Keep Your Voice-Over-IP (VoIP) Projects Running
Voice-Over-IP (VoIP) projects often stall during or after pilot testing. Here’s hands-on advice from CIOs who kept their projects running.
Resnick wasn’t very happy about being assigned to a third-party integrator, but he trusted that SBC knew what it was doing. He got a quote of about $135,000 for the system and its implementation.
Things started to go wrong quickly. For starters, the third-party integrator seemed unfamiliar with the system, spending a good deal of time reading documentation. Worse, the system SBC had recommended didn’t actually have all the features Resnick wanted. Those it did have didn’t necessarily work. For example, the receptionist’s console was built around software from yet another third party, and it crashed constantly. Suddenly, Resnick found his two-month implementation limping into month seven.
As an added insult, he couldn’t even call someone at SBC to yell at them. SBC was in the process of merging with AT&T, and the people he knew had been reorganized into different jobs and in some cases had left the company entirely.

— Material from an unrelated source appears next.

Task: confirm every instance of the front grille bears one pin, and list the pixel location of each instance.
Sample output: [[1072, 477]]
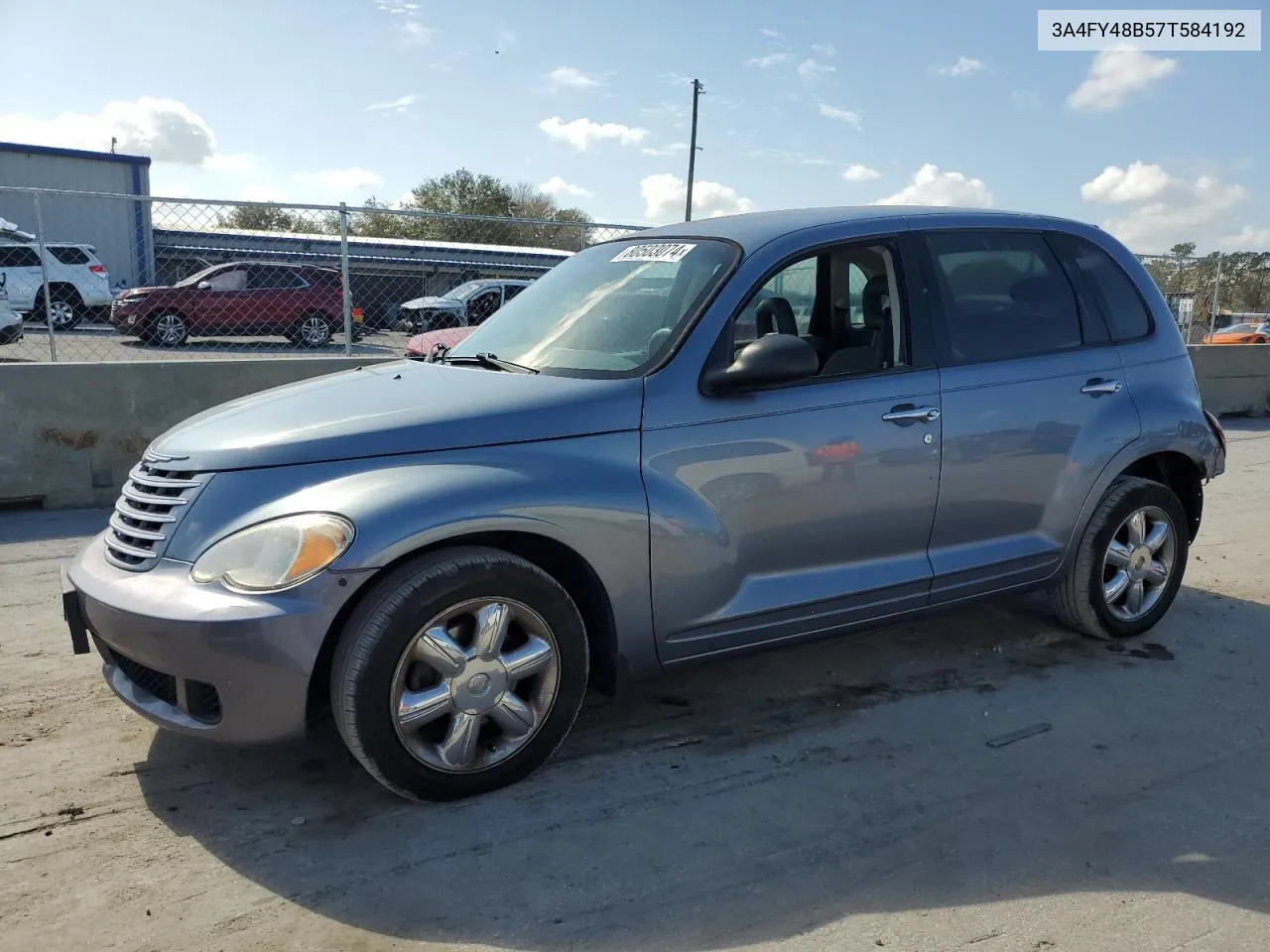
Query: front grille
[[153, 502], [197, 698], [154, 683]]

Resnick might have washed his hands of VoIP, but the pilot did do one important job right: It let the company transfer calls over the data network, which almost immediately led to savings on the phone bill. Costs fell from $5,000 to slightly more than $1,000 per month. But he was still paying SBC money for features he’d been promised but hadn’t received. So he went looking for a different VoIP system.
The key now: He had learned how to probe vendor answers. For instance, he knew to ask if fax integration meant his users could print faxes from their desktops. He knew to ask whether a feature was built-in or came from a third-party company. And he knew to get documentation proving functionality.
The pilot meant he had laid the foundation for VoIP. He’d assigned all his extensions and direct-dial-in numbers, and had installed a PRI (primary rate interface) line, which accommodates voice and data and allows both caller ID and direct-dial-in functionality on one T1 line, functionality you can’t get on a regular T1 line. He had also trained users on VoIP concepts.
That meant that in February 2005, when he brought in a system from Shoretel, a VoIP startup, things went smoothly. His new system was up and running in less than a month, with almost all the features he had wanted. Better yet, it cost him less than SBC’s approach: about $105,000. And he was able to ditch the SBC system.
Resnick declines to point fingers at SBC, saying he was too quick to accept it when SBC told him VoIP is a "piece of cake." Second time through, he made sure to communicate what he needed and make sure he understood the limitations of the system.